Martin | 17 octobre 2023

Le titre n’est pas sans rappeler le livre d’Emile Cioran : De l’inconvénient d’être né. Cioran célébrait ce moment d’avant notre naissance, où nous n’étions rien, où le monde n’exigeait pas de nous la difficile tâche d’incarner l’être que nous sommes. Dans De l’inconvénient d’être russe, Diana Filipova semble encore resserrer cette problématique à son pays d’origine.

Filippova dresse l’anatomie d’une catastrophe, à la chute de l’URSS, quand la pauvreté et la faim saisissent le pays. Le régime communiste n’est plus. Mais la liberté ne prend pas la forme promise. Les richesses sont maintenant concentrées entre les mains de quelques puissants. Beaucoup de Russes sont obligés de fuir le pays.
Diana Filippova raconte son arrivée en France et sa difficulté d’intégration dans un pays qui ne la considère pas. Elle ne parle pas la langue, ne connait pas les codes. Ses parents, pourtant de brillants scientifiques, sont contraint de repasser leurs doctorats. Ils vivent en HLM, seul logement que leurs maigres salaires peuvent financer.

Joseph Brodsky, un écrivain russe exilé aux États-Unis, disait que « l’exil est l’ultime leçon d’humilité ». Mais Diana Filippova précise bien qu’avant d’être une leçon d’humilité, l’immigration est surtout une expérience d’humiliation.
Dans les années 90, les Russes n’avaient pas encore pris la mesure du statut de leur pays à l’international. Encore moins de l’image qu’il renvoyait à l’Occident. Il y a 100 ans, la Russie des tsars était un grand empire, un des seuls parvenus à repousser Napoléon. Pendant la guerre froide, l’union soviétique a fait trembler les États-Unis. Mais aujourd’hui, ce n’est plus qu’un pays de seconde zone, qui, jadis fort et fier, se retrouve faible et dans la misère.
Pour les Russes restés au pays, cette honte se transformera vite en jalousie et en rancœur. Et rien n’est plus manipulable qu’une nation blessée, rêvant de retrouver sa grandeur d’antan.
Elle nous parle de sa vocation pour l’écriture, issue d’ailleurs d’un instinct typiquement russe. Dans un climat politique où la moindre dissidence peut être punie d’une peine démesurée, la seule voix du peuple russes, ce sont les écrivains. Il sera donc aussi question de Dostoïevski, Nabokov, Tchekhov, Pouchkine et bien d’autres.
Elle dira enfin que la Russie, c’est aussi un peuple trop longtemps ignoré, qui a fini par perdre la volonté de s’exprimer. Mais comment les juger ? Nous qui n’avons jamais été à leur place. Nous qui tenons pour acquis notre droit à la libre expression. Nous qui n’avons aucune idée de ce que c’est d’être envoyé sur le front pour une phrase de travers, d’être entouré de proches qui chantent la gloire de la sainte Russie et prônent un retour à l’union soviétique. Nous qui ne risquons pas le goulag pour avoir brandi une affiche.

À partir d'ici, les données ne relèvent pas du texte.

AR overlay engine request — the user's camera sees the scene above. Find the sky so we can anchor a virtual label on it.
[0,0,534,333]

J’ai trouvé cet essai intelligent, bien documenté, riche en exemples. On comprend comment le pays a pu se radicaliser sur les dernières années, et comme il a été facile pour Poutine de désigner l’Occident comme le véritable ennemi responsable de leur situation actuelle.
L’histoire du pays sur les deux derniers siècles, nous éclaire sur la mentalité russe, sur leurs préoccupations, et leurs dispositions actuelles. Le « Mat’ » – une sorte d’argot issu des prisons qui utilise des paroles très violentes et agressives – est aujourd’hui parlé couramment dans les hautes sphères du pouvoir, ce qui donne des indices quant à la position des dirigeants face à l’occident. Il se mêle à un russe simplifié, plein de diminutifs, qui parle au peuple comme on parle à des enfants.
La transformation s’est donc aussi faite à travers la langue. Une situation qui n’est pas sans rappeler le roman 1984, de George Orwell.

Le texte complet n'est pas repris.